Next Tuesday, Nov. 2, Texas’ voters should vote against proposed Proposition 3, which would amend the Texas Constitution to prohibit state and local government officials from imposing restrictions on religious services in a pandemic like the coronavirus outbreak.
Proposition 3 was approved by the Texas Legislature and signed by Governor Greg Abbott. If passed, it would adopt an amendment to the Texas Constitution stripping any Texas state or local authority of the power to limit the size of religious services, even in the throes of virulent outbreaks of disease.
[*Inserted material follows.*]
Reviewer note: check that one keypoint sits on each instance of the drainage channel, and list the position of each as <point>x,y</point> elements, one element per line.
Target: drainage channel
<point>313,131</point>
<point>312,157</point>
Voters should carefully consider the implications of this dangerous proposed change to the Texas Constitution. Texas, along with the rest of the nation, is still coping with the effects of the coronavirus, the most savage outbreak of contagious disease in the last 100 years of American history.
At its peak, the coronavirus required emergency measures to protect the health, safety and welfare of the public. The tools available to Texas state and local officials, including Texas’ governor, included limiting the size of public gatherings, wearing masks in public and closing schools, which had a direct impact on places of worship, including synagogues, religious schools and megachurches which are prominent throughout Texas.
Last June, Gov. Abbott signed into law the Texas Freedom to Worship Act, passed in this year’s regular legislative session. The law expressly prohibits government officials from requiring cancellation or limiting the size of worship services, even during a pandemic where contagious disease is decimating society. The new law is not only shortsighted but it denies the dangers that contagious diseases represent.
The coronavirus is the most recent iteration of America’s struggles with deadly diseases. American and Texas history are replete with outbreaks of epidemics that have felled millions of Americans. These outbreaks include: smallpox (1633-34), yellow fever (1793), cholera (1832-1866), scarlet fever (1858), typhoid (1906-07), Spanish flu (1918), diphtheria (1921-25), polio (1916-1955), influenza (1957), measles (1981-1991), H1N1 flu (2009), whooping cough (2010, 2014) and the most recent outbreak of the coronavirus.
The dangerous implications of voters approving Proposition 3 extend beyond threats from outbreaks of disease. If a Texas community is threatened by a massive fire, flooding or chemical spill, state and local officials would be powerless to limit religious gatherings when confronting overwhelming dangers to the public.
Texas’ Constitution already provides strong protections for freedom of worship in Article I, Section 6 of the Texas Bill of Rights, which guarantees that all “have a natural and indefeasible right to worship Almighty G-d according to the dictates of their own consciences. No man shall be compelled to attend, erect or support any place of worship, or to maintain any ministry against his consent.”
The United States Supreme Court has ruled that the free exercise of religion may be regulated by state and local officials only where there is a compelling state interest to do so. When a deadly disease threatens to decimate the citizenry, Texas state and local officials must have the powers to act to protect the safety and welfare of Texans.
The powers of Gov. Abbott, state and local authorities to deal with natural disasters and virulent diseases come from the Texas Disaster Act of 1975, which provides the governor, state and local officials with authority to take strong actions to protect citizens in disasters. The governor is Texas’ chief emergency services officer, and mayors and county judges are vested with powers to protect inhabitants of their jurisdictions.
The scourge of the coronavirus has been a powerful reminder that epidemics and natural disasters pose a real and present danger to religious communities.
Judaism places primary importance on the value of pikuach nefesh, the preservation of human life. Protecting the health of the community is a Jewish value based on the teaching of Torah and rabbinic commentary that the health of individuals and the community is of overriding importance.
And, Judaism clearly embraces the religious value of protecting the community. Preservation of human life, preserving human life, promoting health and taking strong measures to combat disease are fundamental Jewish values.
Proposition 3 would further erode the powers of Texas state and local officials to protect citizens from epidemics and natural disasters.
Of course, the Jewish community hungers for a full return to full religious observance and community activities. Yet, that should not blind us to the real perils that include our communities from diseases and public disaster.
Voters should reject Proposition 3 by voting “No.”
A version of this editorial appeared in the Oct. 28, 2021, issue of the Jewish Herald-Voice of Houston.